Em resumo, pode-se afirmar que a pesquisa no referido site pode ser feita acessando o link Tecnologia, depois Ferramentas, em seguida, Serviço de Diretório Whois. Por fim, bastaria inserir o protocolo de internet utilizado e clicar em Versão com informações de contato.
Em posse dessas informações poderiam ser solicitados, perante a empresa de Internet, os dados cadastrais, a localização do terminal aonde é oferecido o acesso à rede e outros dados identificativos que permitam chegar até o criminoso.
O agente infiltrado é aquele que, após a concessão de autorização judicial, ingressa em um determinado grupo de pessoas que praticam crimes contra a dignidade sexual de crianças e adolescentes ou que comete crime de invasão de dispositivo informático e passa a se envolver com os integrantes do grupo para obter informações que permitam a identificação dos criminosos e a materialização dos crimes que tenham praticado. A rede mundial de computadores é o campo aonde a prática desses crimes é desenvolvida, sendo que existe uma infinidade de recursos que podem ser utilizados para o êxito desse intento.
Nos primórdios da Internet a comunicação entre pessoas era feita por intermédio do mIRC, ICQ, e-mail, dentre outras ferramentas, contudo, as referidas ferramentas também passaram a ser cada vez mais utilizadas na prática de crimes. Com o passar do tempo, estas ferramentas de comunicação foram evoluindo, mas os criminosos acompanharam as mudanças e também passaram a utilizá-las. Na atual conjuntura também se vislumbra a sua utilização na prática de invasões de dispositivos, abusos contra crianças e adolescentes, compartilhamento de imagens de conteúdo íntimo desses jovens ou na prática de outros delitos contra a dignidade sexual deles.

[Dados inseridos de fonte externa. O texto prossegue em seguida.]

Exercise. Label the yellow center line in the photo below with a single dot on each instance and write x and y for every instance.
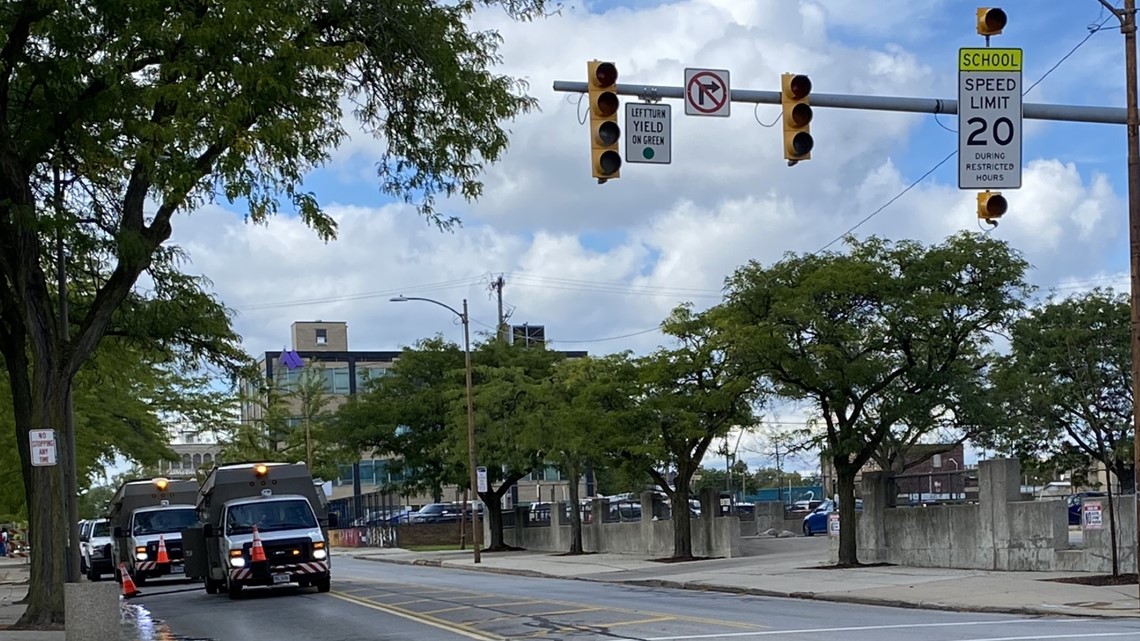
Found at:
(592, 609)
(527, 602)
(686, 618)
(638, 622)
(446, 610)
(441, 624)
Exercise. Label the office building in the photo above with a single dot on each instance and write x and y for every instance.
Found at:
(320, 348)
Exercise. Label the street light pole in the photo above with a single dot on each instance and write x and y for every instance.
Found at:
(477, 530)
(1128, 17)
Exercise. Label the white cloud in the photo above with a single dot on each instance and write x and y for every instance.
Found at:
(727, 196)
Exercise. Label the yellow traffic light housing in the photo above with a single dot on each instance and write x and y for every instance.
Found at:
(797, 116)
(604, 132)
(992, 205)
(991, 21)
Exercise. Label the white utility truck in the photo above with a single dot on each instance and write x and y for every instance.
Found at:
(275, 505)
(144, 513)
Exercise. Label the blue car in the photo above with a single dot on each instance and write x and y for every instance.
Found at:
(816, 522)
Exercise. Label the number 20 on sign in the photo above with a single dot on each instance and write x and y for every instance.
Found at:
(990, 119)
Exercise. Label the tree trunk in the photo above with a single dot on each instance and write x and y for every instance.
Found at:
(576, 546)
(848, 534)
(494, 502)
(682, 525)
(39, 397)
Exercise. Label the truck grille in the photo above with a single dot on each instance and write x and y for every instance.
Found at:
(284, 551)
(173, 549)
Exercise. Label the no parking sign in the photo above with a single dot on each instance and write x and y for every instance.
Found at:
(1092, 514)
(833, 524)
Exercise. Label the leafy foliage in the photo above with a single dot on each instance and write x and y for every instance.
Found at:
(116, 115)
(690, 395)
(1066, 387)
(874, 338)
(506, 380)
(583, 411)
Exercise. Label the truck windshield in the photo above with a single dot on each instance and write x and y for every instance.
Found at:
(163, 521)
(269, 516)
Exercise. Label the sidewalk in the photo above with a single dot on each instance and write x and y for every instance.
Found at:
(790, 571)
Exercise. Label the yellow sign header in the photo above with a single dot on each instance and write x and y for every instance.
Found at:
(988, 59)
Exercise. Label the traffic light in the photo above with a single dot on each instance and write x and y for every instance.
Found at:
(992, 205)
(604, 132)
(991, 21)
(797, 116)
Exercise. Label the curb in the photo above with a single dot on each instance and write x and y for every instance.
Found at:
(1024, 610)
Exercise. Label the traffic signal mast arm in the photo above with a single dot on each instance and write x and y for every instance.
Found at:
(1031, 111)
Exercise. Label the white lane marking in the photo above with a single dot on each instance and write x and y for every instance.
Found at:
(1074, 635)
(894, 626)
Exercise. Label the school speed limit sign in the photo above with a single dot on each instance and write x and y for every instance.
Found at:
(990, 119)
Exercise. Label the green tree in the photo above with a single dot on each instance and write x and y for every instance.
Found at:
(107, 107)
(406, 414)
(873, 337)
(1066, 388)
(581, 408)
(123, 399)
(506, 381)
(690, 396)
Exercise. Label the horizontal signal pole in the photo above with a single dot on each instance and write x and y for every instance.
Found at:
(1032, 111)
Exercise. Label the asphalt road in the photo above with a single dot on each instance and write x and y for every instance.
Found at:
(384, 601)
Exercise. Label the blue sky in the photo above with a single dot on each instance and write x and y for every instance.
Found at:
(600, 266)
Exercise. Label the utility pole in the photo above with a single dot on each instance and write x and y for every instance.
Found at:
(1128, 17)
(70, 464)
(501, 332)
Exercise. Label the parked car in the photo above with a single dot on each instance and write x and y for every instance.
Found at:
(816, 522)
(1074, 502)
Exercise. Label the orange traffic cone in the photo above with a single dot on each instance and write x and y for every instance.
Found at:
(163, 559)
(257, 552)
(129, 589)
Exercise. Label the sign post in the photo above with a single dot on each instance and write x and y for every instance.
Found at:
(833, 525)
(990, 119)
(707, 92)
(42, 444)
(1092, 516)
(649, 132)
(481, 476)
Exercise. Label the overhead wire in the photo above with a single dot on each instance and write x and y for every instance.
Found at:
(626, 289)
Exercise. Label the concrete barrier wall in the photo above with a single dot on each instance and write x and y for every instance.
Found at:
(1002, 532)
(718, 536)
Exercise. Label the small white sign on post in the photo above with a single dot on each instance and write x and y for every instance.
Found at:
(990, 119)
(43, 447)
(707, 92)
(1092, 516)
(481, 478)
(649, 132)
(833, 524)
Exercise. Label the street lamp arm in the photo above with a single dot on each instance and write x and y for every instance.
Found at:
(444, 305)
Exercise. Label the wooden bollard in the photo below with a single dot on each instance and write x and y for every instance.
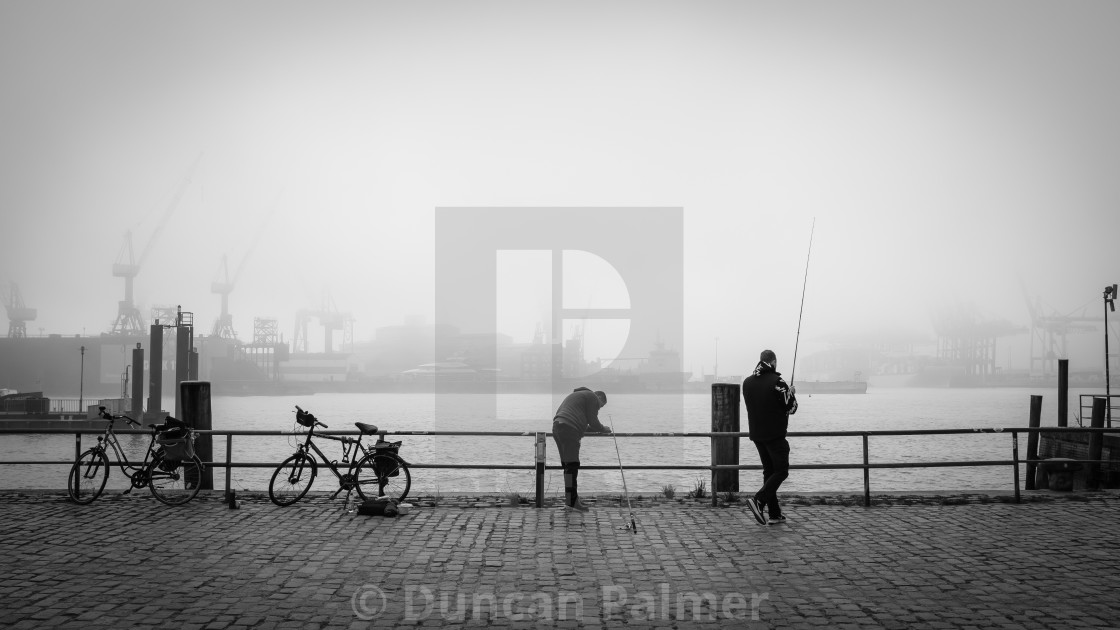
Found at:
(194, 397)
(137, 407)
(1095, 444)
(1063, 392)
(725, 451)
(1035, 422)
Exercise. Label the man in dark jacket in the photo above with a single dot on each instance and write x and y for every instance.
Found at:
(577, 415)
(770, 402)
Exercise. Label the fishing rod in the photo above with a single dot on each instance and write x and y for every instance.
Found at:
(793, 368)
(633, 525)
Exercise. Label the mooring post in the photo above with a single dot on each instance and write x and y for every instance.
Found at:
(725, 451)
(1015, 459)
(1034, 422)
(541, 454)
(1063, 392)
(137, 410)
(182, 363)
(867, 475)
(156, 379)
(1095, 443)
(194, 397)
(229, 466)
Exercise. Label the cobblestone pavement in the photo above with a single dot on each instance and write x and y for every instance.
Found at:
(130, 562)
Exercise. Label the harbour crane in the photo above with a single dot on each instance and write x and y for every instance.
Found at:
(18, 313)
(223, 285)
(332, 320)
(1048, 333)
(223, 327)
(129, 321)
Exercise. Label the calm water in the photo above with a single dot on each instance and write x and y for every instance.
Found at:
(879, 409)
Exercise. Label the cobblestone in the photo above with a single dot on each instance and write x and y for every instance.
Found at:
(977, 564)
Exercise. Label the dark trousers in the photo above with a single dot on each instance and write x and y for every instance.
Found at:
(568, 439)
(775, 457)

A infiltração de um agente policial não depende necessariamente de um conhecimento aprofundado sobre a tecnologia da informação e outras disciplinas correlatas. Na verdade, é necessário que haja um grande conhecimento sobre a denominada engenharia social, de forma que seja possível ingressar nesses grupos de criminosos, bem como obter informações sensíveis sobre seus integrantes.

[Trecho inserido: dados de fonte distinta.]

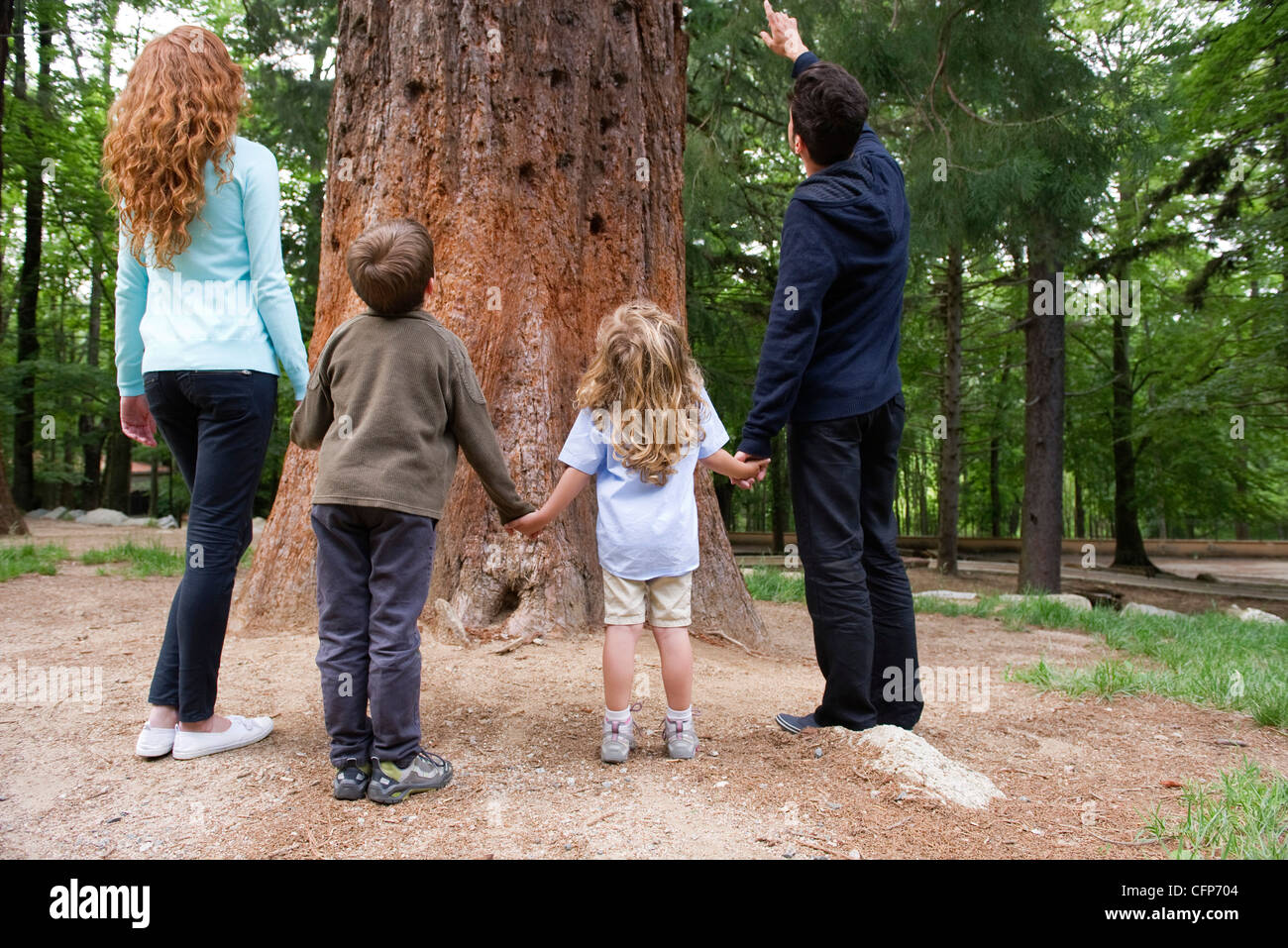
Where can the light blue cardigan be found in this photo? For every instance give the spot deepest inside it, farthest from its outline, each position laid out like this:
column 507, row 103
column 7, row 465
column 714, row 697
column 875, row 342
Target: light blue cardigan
column 226, row 304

De acordo com WENDT e JORGE:
A engenharia social pode também ser utilizada no âmbito da investigação criminal. Um exemplo muito comum se apresenta nas situações em que o policial se infiltra em uma organização criminosa para coletar indícios sobre a prática de crimes. Nesses casos são utilizadas técnicas de engenharia social para que seja coletado o maior número de informações. É, dentre outros termos, a engenharia social contra o crime.

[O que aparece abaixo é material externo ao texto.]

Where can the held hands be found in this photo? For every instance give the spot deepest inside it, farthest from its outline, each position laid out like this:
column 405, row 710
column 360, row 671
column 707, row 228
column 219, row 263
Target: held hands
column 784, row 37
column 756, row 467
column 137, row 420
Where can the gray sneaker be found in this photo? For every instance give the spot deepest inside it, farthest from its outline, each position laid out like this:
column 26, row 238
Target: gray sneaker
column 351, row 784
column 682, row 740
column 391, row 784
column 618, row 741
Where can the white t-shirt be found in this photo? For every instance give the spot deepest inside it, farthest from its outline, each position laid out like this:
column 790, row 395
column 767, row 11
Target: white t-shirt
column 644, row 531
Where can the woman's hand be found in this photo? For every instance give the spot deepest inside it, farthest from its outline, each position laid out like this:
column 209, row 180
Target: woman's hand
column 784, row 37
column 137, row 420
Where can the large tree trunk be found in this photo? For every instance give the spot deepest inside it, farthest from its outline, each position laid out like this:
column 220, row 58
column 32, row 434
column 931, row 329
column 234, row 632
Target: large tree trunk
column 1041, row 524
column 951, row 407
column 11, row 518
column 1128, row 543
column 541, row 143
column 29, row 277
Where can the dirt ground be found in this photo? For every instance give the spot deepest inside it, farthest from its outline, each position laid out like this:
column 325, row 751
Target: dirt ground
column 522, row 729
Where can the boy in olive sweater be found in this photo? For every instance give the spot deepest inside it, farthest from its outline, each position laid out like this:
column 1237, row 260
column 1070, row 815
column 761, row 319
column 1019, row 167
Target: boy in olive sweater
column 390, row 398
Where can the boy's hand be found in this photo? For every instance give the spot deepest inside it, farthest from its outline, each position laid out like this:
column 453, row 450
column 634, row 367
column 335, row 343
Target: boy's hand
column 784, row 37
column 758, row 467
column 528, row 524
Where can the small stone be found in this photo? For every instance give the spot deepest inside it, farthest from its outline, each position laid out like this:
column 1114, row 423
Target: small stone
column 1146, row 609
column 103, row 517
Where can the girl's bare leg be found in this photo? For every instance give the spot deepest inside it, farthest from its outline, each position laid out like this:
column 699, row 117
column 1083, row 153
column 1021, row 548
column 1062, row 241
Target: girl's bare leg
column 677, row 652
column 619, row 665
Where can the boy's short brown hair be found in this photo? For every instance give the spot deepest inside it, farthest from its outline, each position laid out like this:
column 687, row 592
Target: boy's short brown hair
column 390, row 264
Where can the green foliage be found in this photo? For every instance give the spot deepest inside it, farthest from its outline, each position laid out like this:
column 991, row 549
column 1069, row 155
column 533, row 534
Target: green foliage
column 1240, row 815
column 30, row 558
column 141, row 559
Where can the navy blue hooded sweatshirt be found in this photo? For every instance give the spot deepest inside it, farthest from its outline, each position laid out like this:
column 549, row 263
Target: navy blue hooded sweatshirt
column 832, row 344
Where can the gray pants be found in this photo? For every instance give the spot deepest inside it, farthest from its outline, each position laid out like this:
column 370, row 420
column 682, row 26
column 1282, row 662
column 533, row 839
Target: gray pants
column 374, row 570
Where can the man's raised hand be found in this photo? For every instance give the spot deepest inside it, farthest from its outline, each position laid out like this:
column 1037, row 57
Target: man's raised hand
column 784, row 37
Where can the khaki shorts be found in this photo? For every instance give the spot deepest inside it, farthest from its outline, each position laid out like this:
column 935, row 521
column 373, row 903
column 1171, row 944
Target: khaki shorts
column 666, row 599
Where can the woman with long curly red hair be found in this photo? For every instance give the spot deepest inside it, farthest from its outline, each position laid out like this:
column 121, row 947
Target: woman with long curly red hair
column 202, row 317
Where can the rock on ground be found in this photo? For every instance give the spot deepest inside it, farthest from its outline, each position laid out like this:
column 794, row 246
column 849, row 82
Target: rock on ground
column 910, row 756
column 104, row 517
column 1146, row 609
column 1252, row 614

Existem diversas ferramentas na internet que facilitam a utilização da engenharia social e passam a buscar, de modo automatizado, informações sobre os alvos de interesse dos eventuais cibercriminosos[12].
Ainda de acordo com os autores:
As principais técnicas utilizadas pelos engenheiros sociais são baseadas na manipulação da emoção de seus “alvos”. Assim, trabalham principalmente com o medo, a ganância, a simpatia e, por último, a curiosidade. O usuário de internet, motivado por essas circunstâncias, acaba prestando informações que não devia ou clica em links que direcionam a sites de conteúdo malicioso e/ou para execução de algum código maléfico em sua máquina.
Outro aspecto a destacar sobre a engenharia social é a utilização do chamado efeito saliência: quando o criminoso usa, para chamar a atenção de suas potenciais vítimas, algum assunto que está em destaque na mídia mundial, nacional e/ou regional, como a morte de um ator famoso, um acidente de grandes proporções etc.
Por último, procurando traçar didaticamente o tema, outra característica da engenharia social é a ancoragem, quando os criminosos virtuais utilizam, para dar credibilidade aos seus atos, imagens de empresas de mídia, de bancos, de órgãos públicos etc.
Nota-se, pelo contexto apresentado, que essa nova técnica de investigação é extremamente valiosa no combate a uma criminalidade especializada, qual seja, aquela que se desenvolve por meio da Internet. Por tudo isso, temos a convicção de que a infiltração virtual de agentes, diferentemente da técnica genérica prevista na Lei 12.850/13, tem aptidão para alcançar resultados imediatos na concretização da justiça.